Chicago Fed President Austan Goolsbee said inflation is still moving in an unsatisfactory direction despite some positive developments. He stressed that the biggest risk at the moment still comes from price pressures, while labor market conditions appear to remain strong.


The statement was made after data showed that core PCE inflation, the Fed's preferred inflation measure, rose to 3.4% in May, the highest level since October 2023. The increase was driven by rising energy prices and service costs, especially in the transportation sector.


Goolsbee also supported Fed Chairman Kevin Warsh's approach, which reduced the use of early guidance on the direction of interest rates.

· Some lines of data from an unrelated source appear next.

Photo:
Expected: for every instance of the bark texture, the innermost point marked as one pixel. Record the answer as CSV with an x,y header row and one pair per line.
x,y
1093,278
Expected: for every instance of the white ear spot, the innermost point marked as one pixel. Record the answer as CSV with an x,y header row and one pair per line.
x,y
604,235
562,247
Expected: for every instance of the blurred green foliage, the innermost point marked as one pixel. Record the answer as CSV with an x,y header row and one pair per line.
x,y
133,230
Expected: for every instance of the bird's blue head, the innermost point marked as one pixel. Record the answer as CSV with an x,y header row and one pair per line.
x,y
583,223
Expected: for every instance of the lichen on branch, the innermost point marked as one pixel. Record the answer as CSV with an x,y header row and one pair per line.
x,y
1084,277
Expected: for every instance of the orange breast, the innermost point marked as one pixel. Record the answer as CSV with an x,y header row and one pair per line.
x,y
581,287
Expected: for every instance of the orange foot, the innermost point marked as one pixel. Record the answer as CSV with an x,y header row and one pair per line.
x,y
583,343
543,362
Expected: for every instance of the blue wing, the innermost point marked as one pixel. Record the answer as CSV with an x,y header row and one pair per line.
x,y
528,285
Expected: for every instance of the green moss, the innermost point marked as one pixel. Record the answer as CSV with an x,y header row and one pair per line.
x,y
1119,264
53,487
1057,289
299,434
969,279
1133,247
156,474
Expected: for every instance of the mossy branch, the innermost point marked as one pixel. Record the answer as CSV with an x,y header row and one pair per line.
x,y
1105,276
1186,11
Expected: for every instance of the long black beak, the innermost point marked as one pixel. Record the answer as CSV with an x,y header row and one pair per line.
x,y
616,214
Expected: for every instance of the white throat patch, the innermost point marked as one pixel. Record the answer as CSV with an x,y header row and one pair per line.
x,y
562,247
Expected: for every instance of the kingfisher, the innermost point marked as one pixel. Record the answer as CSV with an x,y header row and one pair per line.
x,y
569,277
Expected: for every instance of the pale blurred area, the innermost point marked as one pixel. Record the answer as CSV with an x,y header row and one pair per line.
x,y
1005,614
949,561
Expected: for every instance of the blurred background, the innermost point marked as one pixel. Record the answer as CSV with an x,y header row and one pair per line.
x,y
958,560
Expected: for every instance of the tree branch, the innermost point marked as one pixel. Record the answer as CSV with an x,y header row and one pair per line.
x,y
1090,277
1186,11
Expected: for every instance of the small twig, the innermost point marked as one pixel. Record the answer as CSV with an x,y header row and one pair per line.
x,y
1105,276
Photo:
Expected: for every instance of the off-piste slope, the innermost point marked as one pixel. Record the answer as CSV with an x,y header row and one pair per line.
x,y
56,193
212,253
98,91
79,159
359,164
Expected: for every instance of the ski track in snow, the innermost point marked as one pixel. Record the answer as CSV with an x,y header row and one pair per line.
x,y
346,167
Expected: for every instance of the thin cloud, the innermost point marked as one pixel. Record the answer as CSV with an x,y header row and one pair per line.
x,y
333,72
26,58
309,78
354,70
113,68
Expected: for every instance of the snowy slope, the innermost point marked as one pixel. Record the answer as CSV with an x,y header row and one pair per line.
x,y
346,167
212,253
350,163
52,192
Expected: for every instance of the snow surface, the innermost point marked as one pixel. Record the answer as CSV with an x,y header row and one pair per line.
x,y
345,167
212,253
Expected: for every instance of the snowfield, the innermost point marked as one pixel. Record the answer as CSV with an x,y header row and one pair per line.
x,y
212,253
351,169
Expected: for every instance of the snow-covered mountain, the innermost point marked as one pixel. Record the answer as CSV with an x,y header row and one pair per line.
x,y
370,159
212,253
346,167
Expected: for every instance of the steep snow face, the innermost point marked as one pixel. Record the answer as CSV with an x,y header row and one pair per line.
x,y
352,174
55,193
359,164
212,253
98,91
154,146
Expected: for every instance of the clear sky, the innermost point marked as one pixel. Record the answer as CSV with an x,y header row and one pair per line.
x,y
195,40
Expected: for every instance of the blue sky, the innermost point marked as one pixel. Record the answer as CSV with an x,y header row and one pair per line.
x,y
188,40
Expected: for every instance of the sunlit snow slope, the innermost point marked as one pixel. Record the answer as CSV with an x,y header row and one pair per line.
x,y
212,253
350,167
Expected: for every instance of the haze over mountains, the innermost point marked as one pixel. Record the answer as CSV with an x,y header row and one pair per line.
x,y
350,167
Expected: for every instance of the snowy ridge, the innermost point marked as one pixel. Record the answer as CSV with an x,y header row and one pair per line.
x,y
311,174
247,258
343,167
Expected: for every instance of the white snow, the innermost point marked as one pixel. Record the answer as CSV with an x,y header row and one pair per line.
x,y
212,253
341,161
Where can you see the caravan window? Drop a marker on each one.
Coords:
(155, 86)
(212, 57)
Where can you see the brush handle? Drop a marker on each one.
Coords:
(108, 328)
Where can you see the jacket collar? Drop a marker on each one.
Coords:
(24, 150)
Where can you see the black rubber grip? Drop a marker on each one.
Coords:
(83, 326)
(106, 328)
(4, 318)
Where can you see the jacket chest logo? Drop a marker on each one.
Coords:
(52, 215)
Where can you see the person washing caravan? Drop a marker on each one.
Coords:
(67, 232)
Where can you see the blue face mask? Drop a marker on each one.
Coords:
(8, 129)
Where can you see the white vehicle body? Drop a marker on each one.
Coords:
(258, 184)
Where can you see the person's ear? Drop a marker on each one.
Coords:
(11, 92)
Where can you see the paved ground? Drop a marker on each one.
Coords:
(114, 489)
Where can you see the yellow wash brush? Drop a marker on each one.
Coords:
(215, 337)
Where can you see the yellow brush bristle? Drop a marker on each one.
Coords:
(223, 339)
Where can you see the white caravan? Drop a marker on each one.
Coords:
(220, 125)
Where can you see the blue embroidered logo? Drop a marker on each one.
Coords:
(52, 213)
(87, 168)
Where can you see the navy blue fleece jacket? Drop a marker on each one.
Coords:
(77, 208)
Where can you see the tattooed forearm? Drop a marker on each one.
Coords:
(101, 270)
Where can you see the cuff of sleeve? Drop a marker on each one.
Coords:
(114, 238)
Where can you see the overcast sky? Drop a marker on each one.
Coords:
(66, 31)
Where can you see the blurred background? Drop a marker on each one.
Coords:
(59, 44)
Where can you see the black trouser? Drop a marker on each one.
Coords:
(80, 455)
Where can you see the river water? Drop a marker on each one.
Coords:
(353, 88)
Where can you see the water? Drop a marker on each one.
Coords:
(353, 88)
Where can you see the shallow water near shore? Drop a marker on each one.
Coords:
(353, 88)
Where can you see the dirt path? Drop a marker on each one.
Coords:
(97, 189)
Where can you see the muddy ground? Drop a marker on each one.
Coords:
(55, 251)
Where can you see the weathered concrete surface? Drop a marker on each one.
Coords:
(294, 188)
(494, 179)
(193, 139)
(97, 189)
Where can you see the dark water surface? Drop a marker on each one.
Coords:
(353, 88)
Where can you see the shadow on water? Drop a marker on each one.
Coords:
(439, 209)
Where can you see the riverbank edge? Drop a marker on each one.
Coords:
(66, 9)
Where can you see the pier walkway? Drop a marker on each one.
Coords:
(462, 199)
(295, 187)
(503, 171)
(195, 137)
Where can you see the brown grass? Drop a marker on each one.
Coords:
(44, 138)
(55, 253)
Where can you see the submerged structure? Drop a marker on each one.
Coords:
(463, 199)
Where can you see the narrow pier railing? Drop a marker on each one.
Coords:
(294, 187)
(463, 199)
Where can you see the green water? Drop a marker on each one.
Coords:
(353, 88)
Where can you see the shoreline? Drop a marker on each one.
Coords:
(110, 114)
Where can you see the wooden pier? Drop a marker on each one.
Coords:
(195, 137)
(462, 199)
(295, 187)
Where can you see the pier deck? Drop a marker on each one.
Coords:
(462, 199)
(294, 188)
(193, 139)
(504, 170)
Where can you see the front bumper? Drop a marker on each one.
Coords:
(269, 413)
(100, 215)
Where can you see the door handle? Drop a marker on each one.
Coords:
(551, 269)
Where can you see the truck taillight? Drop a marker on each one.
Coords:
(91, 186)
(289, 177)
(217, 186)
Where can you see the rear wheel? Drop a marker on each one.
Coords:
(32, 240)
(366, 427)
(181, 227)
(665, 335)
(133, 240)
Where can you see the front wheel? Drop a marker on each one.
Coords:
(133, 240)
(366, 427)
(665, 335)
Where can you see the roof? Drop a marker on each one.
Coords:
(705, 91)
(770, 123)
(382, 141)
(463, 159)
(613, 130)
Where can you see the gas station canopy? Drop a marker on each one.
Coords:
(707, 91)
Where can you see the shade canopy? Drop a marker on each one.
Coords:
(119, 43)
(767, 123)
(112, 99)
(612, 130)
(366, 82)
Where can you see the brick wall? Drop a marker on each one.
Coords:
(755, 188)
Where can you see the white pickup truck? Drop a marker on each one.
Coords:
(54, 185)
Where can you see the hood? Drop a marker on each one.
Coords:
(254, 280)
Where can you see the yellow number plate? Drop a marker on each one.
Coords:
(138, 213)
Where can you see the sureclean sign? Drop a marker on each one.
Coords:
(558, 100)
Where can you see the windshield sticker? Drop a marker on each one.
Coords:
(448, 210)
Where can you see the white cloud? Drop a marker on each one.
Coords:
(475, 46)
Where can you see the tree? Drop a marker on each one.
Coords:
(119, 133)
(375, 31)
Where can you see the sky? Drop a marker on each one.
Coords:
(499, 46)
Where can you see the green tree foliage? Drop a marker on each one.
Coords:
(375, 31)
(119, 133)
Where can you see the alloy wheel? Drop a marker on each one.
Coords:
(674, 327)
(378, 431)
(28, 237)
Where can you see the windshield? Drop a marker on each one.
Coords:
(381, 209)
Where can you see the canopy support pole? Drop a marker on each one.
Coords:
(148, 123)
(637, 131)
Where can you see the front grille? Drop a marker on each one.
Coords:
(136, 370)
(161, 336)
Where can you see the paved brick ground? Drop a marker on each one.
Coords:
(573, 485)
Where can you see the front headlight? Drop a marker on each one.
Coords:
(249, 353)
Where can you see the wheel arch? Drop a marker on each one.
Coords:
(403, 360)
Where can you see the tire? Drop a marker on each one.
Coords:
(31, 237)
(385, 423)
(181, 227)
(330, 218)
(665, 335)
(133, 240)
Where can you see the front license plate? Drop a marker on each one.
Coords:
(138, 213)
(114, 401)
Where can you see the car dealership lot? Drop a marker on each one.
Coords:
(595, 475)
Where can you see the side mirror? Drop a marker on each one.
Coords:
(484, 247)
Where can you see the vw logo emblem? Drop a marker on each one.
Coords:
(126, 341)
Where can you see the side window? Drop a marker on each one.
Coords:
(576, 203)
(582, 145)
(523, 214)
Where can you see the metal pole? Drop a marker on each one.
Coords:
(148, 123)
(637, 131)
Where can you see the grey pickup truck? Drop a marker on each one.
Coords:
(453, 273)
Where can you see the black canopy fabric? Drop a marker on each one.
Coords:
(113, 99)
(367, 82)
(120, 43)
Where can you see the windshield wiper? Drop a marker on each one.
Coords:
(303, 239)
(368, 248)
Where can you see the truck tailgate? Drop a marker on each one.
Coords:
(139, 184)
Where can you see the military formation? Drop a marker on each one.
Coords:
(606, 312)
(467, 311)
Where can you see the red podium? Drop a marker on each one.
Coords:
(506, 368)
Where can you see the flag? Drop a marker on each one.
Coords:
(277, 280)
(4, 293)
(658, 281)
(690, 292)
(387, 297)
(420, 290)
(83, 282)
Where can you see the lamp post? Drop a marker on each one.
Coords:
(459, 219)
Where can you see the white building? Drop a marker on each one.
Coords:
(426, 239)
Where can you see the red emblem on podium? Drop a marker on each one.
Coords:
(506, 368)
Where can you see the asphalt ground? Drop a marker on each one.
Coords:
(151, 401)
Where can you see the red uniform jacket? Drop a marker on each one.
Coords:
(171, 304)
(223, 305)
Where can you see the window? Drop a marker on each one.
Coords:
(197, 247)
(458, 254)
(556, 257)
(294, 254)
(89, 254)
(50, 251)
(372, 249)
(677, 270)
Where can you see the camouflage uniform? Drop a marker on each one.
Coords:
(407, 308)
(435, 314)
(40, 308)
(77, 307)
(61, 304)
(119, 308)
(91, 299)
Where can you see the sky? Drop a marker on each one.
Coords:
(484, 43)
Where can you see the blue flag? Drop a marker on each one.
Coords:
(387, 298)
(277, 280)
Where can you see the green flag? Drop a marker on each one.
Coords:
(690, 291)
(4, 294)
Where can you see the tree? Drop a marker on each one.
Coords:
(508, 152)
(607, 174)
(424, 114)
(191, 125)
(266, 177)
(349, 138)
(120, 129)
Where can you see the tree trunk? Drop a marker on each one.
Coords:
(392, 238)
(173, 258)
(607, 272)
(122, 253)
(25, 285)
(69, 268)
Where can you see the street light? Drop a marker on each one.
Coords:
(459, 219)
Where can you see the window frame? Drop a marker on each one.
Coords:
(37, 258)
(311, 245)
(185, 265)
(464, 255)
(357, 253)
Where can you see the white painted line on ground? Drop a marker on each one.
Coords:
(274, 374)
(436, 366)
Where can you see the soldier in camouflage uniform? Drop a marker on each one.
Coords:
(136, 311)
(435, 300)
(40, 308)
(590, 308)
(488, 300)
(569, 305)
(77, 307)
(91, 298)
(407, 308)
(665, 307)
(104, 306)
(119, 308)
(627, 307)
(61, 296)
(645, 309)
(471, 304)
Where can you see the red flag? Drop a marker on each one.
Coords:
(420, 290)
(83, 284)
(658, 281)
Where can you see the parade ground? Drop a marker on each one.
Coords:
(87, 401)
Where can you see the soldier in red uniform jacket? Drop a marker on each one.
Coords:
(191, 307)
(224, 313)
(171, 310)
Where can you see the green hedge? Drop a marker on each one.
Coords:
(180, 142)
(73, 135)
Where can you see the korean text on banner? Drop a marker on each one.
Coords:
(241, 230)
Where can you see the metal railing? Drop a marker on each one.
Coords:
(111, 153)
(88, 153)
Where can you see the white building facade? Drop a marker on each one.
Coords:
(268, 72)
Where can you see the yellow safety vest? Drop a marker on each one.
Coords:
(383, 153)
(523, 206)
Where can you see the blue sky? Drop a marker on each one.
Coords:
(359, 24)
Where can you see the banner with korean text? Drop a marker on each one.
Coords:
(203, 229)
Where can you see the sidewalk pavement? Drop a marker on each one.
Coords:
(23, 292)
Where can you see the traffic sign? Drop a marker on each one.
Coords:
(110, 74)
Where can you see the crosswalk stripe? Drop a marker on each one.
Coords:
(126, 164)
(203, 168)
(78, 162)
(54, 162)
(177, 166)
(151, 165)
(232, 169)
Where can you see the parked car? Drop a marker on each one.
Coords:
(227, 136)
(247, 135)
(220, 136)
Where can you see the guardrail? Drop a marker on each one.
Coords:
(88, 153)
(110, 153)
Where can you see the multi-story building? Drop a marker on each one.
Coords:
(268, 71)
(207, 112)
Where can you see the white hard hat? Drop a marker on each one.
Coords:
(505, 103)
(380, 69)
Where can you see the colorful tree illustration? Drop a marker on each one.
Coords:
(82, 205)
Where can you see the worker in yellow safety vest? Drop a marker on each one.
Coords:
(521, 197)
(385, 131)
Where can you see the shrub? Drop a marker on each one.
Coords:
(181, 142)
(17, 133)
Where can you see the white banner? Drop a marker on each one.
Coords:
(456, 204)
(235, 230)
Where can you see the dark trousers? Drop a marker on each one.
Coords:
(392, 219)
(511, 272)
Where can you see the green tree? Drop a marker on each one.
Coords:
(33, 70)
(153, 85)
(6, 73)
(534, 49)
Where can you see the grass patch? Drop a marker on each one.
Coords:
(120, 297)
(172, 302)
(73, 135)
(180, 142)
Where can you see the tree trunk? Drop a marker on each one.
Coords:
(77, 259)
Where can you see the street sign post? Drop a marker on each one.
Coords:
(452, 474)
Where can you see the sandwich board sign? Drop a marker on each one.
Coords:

According to him, the Fed should not speculate on rate changes before economic data really supports the decision.


Meanwhile, New York Fed President John Williams expects inflation to start to decline in the coming period, although current monetary policy should still be maintained.


He believes price pressures will ease as the impact of tariffs fades, energy prices stabilize and rent increases begin to slow.


Williams projects inflation to fall to around 3.5% this year before gradually returning to the 2% target by 2028. He also stressed that the current monetary policy stance is still appropriate to achieve that goal.


Markets are now turning their attention to the Federal Open Market Committee (FOMC) meeting on July 28 and 29. For now, investors only see a 30% chance of the Fed raising interest rates at that meeting.